Márquez’s 2016 season has been that of … not a different rider, but certainly a much changed version of the same rider

Márquez’s 2016 season has been that of … not a different rider, but certainly a much changed version of the same rider

They say one should always expect the unexpected. Nobody expected Márquez to secure his third MotoGP title at Motegi. Even were he to win, he needed Rossi to finish 15th or worse and Lorenzo lower than fourth.

All three happened: Márquez won, and both of his rivals crashed out. Game over. Whether anyone expected it or not.

The phrase can also be inverted – and needs to be – for a talent like Márquez. The way things stand, to stay interested for the next couple of years, we need to unexpect the expected.

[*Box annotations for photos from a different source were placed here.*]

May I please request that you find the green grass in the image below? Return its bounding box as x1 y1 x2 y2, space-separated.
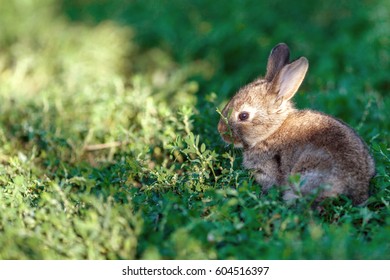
0 0 390 259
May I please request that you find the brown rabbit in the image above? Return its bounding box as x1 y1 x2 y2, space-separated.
218 43 375 204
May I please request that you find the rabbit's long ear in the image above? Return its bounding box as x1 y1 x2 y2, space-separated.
265 43 290 82
272 57 309 101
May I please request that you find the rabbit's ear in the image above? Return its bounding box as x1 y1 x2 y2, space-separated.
265 43 290 82
273 57 309 101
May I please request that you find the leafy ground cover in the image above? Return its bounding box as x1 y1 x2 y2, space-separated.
0 0 390 259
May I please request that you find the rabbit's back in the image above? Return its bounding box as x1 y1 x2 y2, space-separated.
244 110 375 203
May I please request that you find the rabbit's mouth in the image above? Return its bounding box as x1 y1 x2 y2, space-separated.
218 120 243 148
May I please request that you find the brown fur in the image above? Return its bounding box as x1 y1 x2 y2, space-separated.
218 44 375 204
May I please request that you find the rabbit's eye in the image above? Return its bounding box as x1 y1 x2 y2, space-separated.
238 112 249 121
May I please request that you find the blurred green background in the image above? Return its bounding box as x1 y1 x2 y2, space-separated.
0 0 390 259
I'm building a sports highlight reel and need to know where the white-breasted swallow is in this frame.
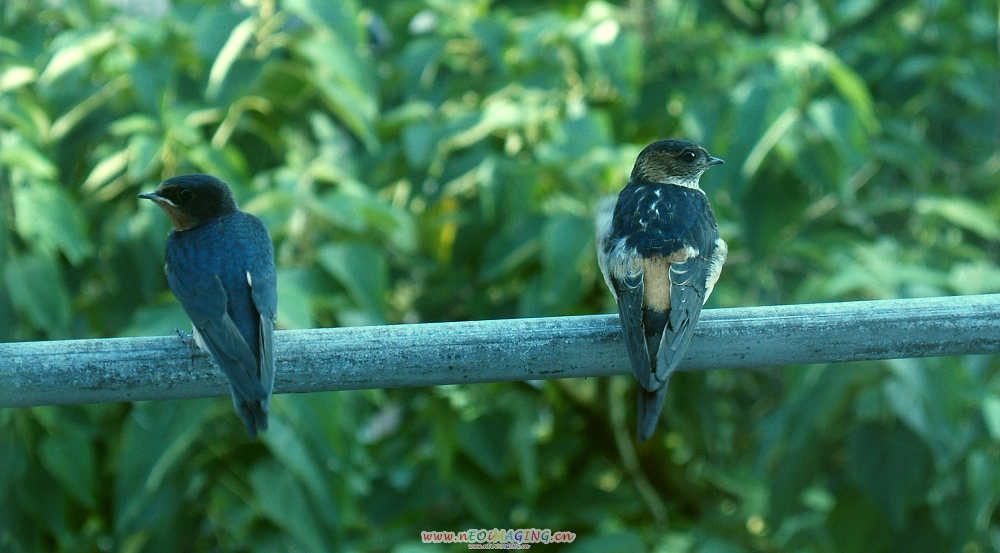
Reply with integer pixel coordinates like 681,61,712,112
596,139,728,442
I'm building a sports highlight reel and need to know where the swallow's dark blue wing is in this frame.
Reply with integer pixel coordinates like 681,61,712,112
167,265,265,401
248,215,278,424
611,272,654,388
598,182,725,441
167,212,277,438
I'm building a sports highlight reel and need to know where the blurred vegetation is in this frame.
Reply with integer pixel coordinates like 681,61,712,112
0,0,1000,553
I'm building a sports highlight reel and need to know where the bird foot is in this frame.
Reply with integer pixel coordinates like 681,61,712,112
174,328,195,349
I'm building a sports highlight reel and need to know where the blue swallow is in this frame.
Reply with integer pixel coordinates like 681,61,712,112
596,140,728,442
139,174,278,439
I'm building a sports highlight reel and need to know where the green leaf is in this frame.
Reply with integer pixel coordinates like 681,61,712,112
38,425,97,509
914,197,1000,241
13,181,94,265
250,459,335,553
317,242,389,324
38,29,118,86
4,253,71,338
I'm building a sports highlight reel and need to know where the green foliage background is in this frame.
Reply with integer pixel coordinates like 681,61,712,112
0,0,1000,553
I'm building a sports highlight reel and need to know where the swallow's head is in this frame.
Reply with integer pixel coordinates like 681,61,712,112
632,139,725,188
139,174,239,230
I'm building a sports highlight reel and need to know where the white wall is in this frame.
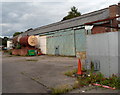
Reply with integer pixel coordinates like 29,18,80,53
39,36,46,54
86,32,118,76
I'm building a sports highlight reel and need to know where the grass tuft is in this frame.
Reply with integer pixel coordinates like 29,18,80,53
64,69,77,77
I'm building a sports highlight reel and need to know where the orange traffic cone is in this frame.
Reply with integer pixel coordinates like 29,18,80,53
77,59,82,75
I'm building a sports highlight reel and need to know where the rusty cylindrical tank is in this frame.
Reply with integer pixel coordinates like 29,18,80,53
19,36,38,46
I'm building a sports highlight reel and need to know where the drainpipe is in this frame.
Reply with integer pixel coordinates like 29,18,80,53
73,29,76,56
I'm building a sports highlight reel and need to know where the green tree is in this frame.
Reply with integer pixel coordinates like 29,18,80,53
61,6,81,21
13,32,23,37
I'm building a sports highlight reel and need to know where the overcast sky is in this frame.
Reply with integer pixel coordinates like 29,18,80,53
0,0,120,36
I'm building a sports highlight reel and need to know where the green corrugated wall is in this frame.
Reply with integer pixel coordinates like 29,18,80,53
47,29,86,56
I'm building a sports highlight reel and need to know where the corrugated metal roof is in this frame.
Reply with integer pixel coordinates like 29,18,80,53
22,8,109,35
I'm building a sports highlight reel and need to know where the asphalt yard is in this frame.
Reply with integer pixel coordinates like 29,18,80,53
2,55,77,93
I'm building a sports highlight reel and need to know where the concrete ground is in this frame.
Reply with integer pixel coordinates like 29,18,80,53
2,55,118,93
2,55,77,93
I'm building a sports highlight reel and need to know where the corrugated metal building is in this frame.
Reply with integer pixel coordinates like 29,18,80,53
22,5,119,56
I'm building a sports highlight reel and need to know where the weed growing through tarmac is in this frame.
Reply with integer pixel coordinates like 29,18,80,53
64,69,77,77
52,84,73,95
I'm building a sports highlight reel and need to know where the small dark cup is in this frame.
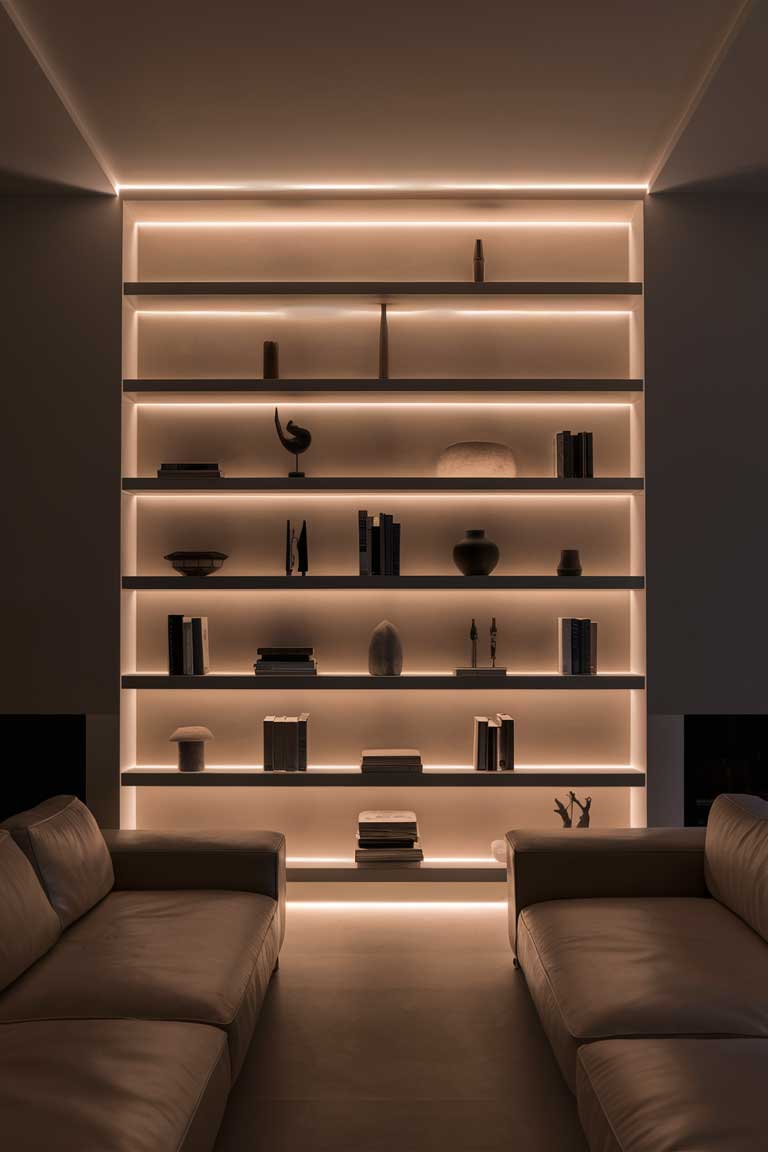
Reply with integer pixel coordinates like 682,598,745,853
557,548,581,576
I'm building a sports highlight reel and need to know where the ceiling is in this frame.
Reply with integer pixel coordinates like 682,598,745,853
0,0,744,191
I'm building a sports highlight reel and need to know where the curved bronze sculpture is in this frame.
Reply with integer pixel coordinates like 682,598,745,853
275,408,312,479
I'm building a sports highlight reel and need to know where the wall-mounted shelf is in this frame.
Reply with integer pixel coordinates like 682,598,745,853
123,378,642,403
122,576,645,592
286,861,507,884
123,280,642,298
121,767,645,788
122,673,645,692
123,476,644,495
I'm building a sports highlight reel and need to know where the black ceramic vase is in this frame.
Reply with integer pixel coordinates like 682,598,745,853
557,548,581,576
454,528,499,576
368,620,403,676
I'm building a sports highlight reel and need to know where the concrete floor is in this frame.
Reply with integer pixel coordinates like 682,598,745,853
216,904,586,1152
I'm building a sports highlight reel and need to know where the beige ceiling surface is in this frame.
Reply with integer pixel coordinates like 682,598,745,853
4,0,743,184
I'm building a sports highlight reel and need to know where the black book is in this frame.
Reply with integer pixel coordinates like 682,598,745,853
371,517,383,576
296,712,310,772
168,615,184,676
496,712,515,772
486,720,501,772
264,717,275,772
357,510,371,576
472,717,488,772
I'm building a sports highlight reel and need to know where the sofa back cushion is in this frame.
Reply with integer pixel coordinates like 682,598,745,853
2,796,115,929
0,832,61,988
705,796,768,940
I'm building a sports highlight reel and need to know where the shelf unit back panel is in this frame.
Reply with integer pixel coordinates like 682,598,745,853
136,687,632,769
137,313,632,379
130,493,639,573
122,197,645,838
137,786,638,861
138,401,631,476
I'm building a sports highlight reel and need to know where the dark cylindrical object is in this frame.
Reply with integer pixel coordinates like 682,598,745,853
454,528,499,576
178,740,205,772
557,548,581,576
264,340,280,380
379,304,389,380
472,240,486,285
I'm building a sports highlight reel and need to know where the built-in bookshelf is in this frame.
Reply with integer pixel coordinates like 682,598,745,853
120,197,645,882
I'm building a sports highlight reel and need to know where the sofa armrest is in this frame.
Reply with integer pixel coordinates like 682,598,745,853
507,828,708,955
104,829,286,940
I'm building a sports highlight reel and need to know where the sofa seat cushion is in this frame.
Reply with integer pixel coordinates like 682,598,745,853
0,1020,229,1152
577,1039,768,1152
518,896,768,1089
0,890,280,1076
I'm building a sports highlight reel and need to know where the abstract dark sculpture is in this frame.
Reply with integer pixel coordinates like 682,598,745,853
379,304,389,380
472,240,486,285
275,408,312,479
263,340,280,380
554,791,592,828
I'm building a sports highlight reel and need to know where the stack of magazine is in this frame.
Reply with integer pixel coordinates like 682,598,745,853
158,461,221,480
253,647,318,676
360,748,424,773
355,811,424,866
264,712,310,772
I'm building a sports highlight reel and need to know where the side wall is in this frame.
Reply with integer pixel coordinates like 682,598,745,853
645,175,768,824
0,196,122,824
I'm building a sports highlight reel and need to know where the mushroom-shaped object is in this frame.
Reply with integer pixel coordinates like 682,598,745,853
168,725,213,772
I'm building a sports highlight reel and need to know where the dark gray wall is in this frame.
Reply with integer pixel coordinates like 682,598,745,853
645,174,768,823
0,196,122,819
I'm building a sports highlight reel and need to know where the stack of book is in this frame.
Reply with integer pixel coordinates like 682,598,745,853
158,461,221,480
360,748,424,772
355,812,424,865
555,432,594,480
473,712,515,772
264,712,310,772
253,647,318,676
557,616,598,676
357,510,400,576
168,615,211,676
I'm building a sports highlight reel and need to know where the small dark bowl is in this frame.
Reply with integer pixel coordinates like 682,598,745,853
164,552,227,576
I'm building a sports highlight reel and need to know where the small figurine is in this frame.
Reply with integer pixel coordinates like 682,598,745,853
472,240,486,285
275,408,312,479
297,520,310,576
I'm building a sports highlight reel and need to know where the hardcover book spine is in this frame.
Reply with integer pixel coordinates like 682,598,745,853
371,516,381,576
473,717,488,772
497,715,515,772
168,616,184,676
486,720,501,772
182,616,195,676
297,712,310,772
264,717,275,772
357,510,371,576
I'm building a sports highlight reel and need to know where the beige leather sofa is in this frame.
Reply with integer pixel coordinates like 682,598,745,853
507,796,768,1152
0,796,286,1152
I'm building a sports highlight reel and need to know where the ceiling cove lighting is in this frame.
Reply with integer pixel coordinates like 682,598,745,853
287,898,507,912
136,220,631,229
136,400,632,411
115,181,648,196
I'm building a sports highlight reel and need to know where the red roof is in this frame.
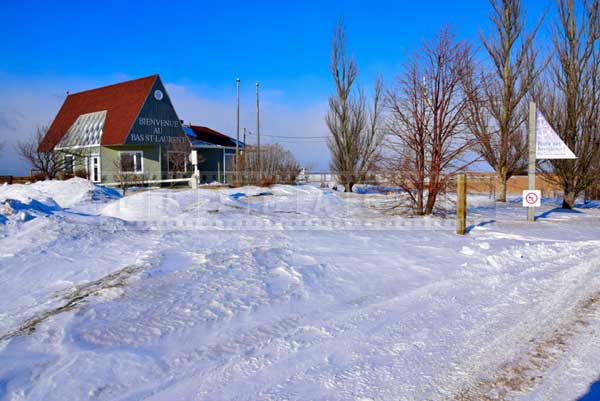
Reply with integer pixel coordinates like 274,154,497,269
40,75,158,151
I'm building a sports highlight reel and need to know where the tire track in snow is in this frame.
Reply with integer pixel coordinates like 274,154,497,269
0,263,150,341
450,241,600,401
454,291,600,401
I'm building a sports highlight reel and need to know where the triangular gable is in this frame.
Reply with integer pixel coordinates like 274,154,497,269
125,78,188,147
40,75,158,151
54,110,106,149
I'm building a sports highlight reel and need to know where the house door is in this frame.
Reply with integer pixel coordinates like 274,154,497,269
88,155,100,182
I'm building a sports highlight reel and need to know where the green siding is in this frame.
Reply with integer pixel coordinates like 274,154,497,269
198,148,223,183
100,145,166,182
56,147,100,177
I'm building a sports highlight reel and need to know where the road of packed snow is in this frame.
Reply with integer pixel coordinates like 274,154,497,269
0,179,600,401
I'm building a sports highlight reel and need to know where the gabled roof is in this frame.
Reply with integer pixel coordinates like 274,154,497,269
186,125,244,148
40,75,158,151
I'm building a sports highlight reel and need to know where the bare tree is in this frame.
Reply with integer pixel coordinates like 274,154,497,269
16,126,78,179
534,0,600,209
242,144,301,185
465,0,542,202
325,21,383,192
383,28,474,215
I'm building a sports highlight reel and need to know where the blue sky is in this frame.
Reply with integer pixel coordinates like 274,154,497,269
0,0,553,174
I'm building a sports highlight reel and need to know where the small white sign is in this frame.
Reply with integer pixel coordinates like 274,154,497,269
535,111,577,159
189,150,198,166
523,189,542,207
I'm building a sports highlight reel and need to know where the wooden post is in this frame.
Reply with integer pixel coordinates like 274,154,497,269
527,102,536,221
456,173,467,235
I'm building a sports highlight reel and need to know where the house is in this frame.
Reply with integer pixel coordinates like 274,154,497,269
39,75,191,183
183,125,245,183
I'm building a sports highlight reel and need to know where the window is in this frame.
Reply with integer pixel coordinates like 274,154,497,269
119,150,144,173
63,155,75,174
167,152,188,173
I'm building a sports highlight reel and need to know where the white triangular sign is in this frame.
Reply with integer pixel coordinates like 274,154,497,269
535,110,577,159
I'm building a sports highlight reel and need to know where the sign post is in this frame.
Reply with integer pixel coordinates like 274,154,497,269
189,150,200,189
527,102,536,221
456,173,467,235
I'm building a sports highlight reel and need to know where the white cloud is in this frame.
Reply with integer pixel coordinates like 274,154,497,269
166,84,329,170
0,73,329,175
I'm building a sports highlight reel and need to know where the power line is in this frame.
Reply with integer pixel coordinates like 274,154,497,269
246,131,329,139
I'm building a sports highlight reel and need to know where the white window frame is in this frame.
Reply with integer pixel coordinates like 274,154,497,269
85,153,101,182
63,154,75,174
167,150,188,173
119,150,144,174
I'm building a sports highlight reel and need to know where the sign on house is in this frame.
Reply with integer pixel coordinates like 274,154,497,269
127,81,187,146
523,189,542,207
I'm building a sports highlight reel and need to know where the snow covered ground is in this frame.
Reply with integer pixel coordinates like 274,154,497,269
0,179,600,401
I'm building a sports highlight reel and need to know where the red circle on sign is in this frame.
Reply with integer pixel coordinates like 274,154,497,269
525,193,537,205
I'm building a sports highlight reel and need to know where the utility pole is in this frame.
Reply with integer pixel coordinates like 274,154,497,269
456,173,467,235
235,78,240,180
256,82,262,179
527,102,536,221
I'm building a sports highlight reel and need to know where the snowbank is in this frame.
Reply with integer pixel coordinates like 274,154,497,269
0,178,121,224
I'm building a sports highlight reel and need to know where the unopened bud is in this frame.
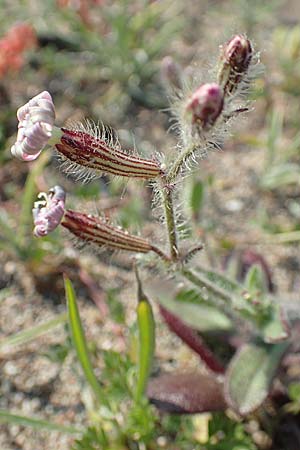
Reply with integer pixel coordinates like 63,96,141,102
219,34,253,94
62,210,152,253
186,83,223,129
32,186,66,237
11,91,55,161
56,128,161,179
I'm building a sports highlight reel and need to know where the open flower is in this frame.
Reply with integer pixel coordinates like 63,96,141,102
32,186,66,237
11,91,55,161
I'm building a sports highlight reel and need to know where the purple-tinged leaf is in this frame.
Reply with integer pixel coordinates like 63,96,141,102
147,371,226,414
225,342,288,415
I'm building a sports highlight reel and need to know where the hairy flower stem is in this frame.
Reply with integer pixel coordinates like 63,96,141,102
162,179,179,261
166,143,196,184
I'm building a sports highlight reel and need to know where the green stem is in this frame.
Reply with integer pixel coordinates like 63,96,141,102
162,181,179,261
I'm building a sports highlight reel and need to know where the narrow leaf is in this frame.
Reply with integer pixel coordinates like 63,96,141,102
65,277,105,403
159,295,232,332
0,409,82,434
225,342,288,415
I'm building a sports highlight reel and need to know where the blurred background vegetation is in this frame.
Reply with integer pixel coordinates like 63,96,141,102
0,0,300,450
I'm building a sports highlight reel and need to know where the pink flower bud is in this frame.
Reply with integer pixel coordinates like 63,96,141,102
62,210,153,253
223,34,252,73
186,83,223,129
56,128,162,179
32,186,66,237
219,34,253,95
11,91,55,161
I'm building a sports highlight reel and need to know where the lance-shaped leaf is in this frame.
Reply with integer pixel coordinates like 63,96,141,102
146,276,232,332
62,210,156,253
147,371,226,414
182,267,289,343
225,342,288,415
56,128,162,179
159,305,224,373
135,270,155,403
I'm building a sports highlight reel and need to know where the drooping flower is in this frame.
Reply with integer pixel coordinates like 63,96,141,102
62,210,155,253
11,91,55,161
32,186,66,237
186,83,223,129
56,128,161,179
11,91,163,179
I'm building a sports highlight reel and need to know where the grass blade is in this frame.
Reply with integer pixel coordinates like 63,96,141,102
65,277,106,403
135,270,155,403
0,409,82,435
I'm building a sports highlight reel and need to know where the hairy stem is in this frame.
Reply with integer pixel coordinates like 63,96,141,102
162,184,178,261
166,143,196,184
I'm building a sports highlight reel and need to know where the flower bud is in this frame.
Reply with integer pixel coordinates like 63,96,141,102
62,210,153,253
32,186,66,237
56,128,161,179
186,83,223,129
11,91,55,161
219,34,253,94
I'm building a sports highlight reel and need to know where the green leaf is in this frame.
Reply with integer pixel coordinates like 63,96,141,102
225,342,288,415
0,313,68,351
159,290,232,332
260,301,290,343
0,409,82,434
191,181,204,219
135,270,155,404
65,277,106,403
245,264,268,294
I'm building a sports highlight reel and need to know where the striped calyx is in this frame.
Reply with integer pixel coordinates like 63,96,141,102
56,128,161,179
62,210,152,253
186,83,223,129
218,34,253,95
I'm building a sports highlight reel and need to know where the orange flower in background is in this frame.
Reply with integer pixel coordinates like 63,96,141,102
0,23,36,77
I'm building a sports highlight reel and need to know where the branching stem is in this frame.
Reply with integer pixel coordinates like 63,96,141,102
161,179,179,261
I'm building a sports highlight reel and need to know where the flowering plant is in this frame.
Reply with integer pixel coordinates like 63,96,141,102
7,35,298,446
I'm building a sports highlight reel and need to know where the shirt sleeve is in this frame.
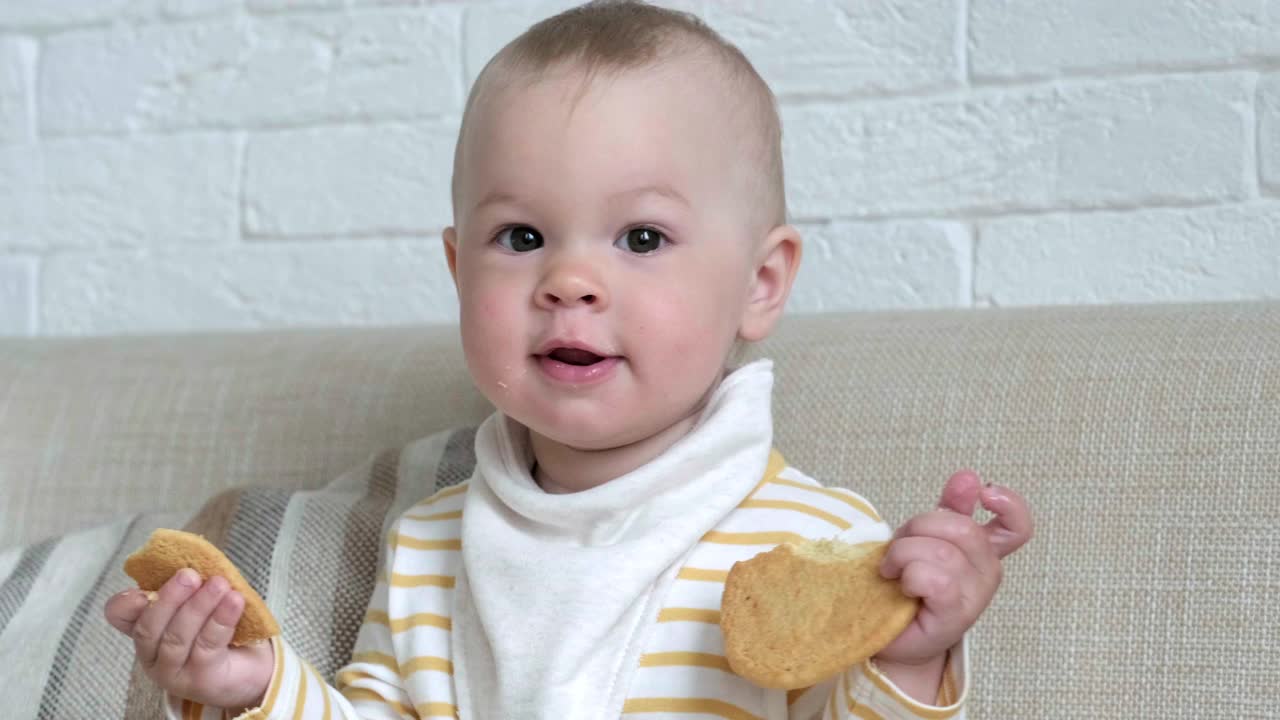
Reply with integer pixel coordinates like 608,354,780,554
823,639,969,720
165,520,422,720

We need to expect him not to win, so we can be surprised when he does.

Márquez arrived as a callow youth in 2013, two smaller-class titles in his cabinet, his 21st birthday still almost a year away, and already too fast for the others. Blazed to two titles with a win-or-crash style that more usually resulted in the former.

In 2015 it went the other way, and he paid the price, the title going to the more consistent Lorenzo. It was an expensive way, he said at Motegi, to learn a valuable lesson. Steady scoring is a more reliable way of winning championships than flashing or crashing.

In this way, his 2016 season has been that of … not a different rider, but certainly a much changed version of the same rider.

He still has his special gifts – all reminiscent of the rider he displaced on all the ‘youngest-ever’ lists that matter, the formerly Fast Freddie Spencer. These can be summed up succinctly: he can crash, without falling off. Not every time, anyway; and it is a technique he uses to locate the giddy limit with great precision.

In 2016 he changed (in one of his favourite terms) his ‘mentality’. He would push to and beyond the limit in practice, always prepared to fall off, then pull back a bit in the races. He was “prepared to accept coming second”.

It is the times he found the limit, went over it, and didn’t fall off that mark him out as the special one. He has added to his history of unbelievable saves several times this year.

As at Brno. The front went, and he was effectively down and sliding towards the gravel, for a long, long time. With elbow and knee he picked it up again. It was not his first such at Brno, and not his biggest miracle either, he thought. The slide was long, he allowed, but “but the angle of the bike was 67.5º,” he said. “In 2014 it was more than 68º.”

I asked Rossi if he could have saved it. He was full of amused admiration. Márquez could because of his position on the bike and his talent, he said. As for himself, “I go slower so I don’t lose the front.”

Going slower, however, is not going to work when Marc is about. Especially the new grown-up version.

Up to the race at Phillip Island, on a bike that still has some shortcomings, and certainly started the year with clearly visible problems accelerating, he has won five races.

More impressively, he is the only rider to score points in every single race. Even with his one race crash at Le Mans, he got back on for 13th. One of only four occasions that he was not on the podium.

The previous young genius, the marvellously talented Spencer, blazed bright but quickly burned out. In retrospect, there were warnings. Freddie had a history of not turning for tests, and the like. It seems he had everything except sufficient obsession. A bit too human, perhaps.

Márquez has shown no such signs so far.

Looks like Rossi’s time as successor to Hailwood as Greatest Of All Time might be short-lived.

But I for one shall try not to expect it.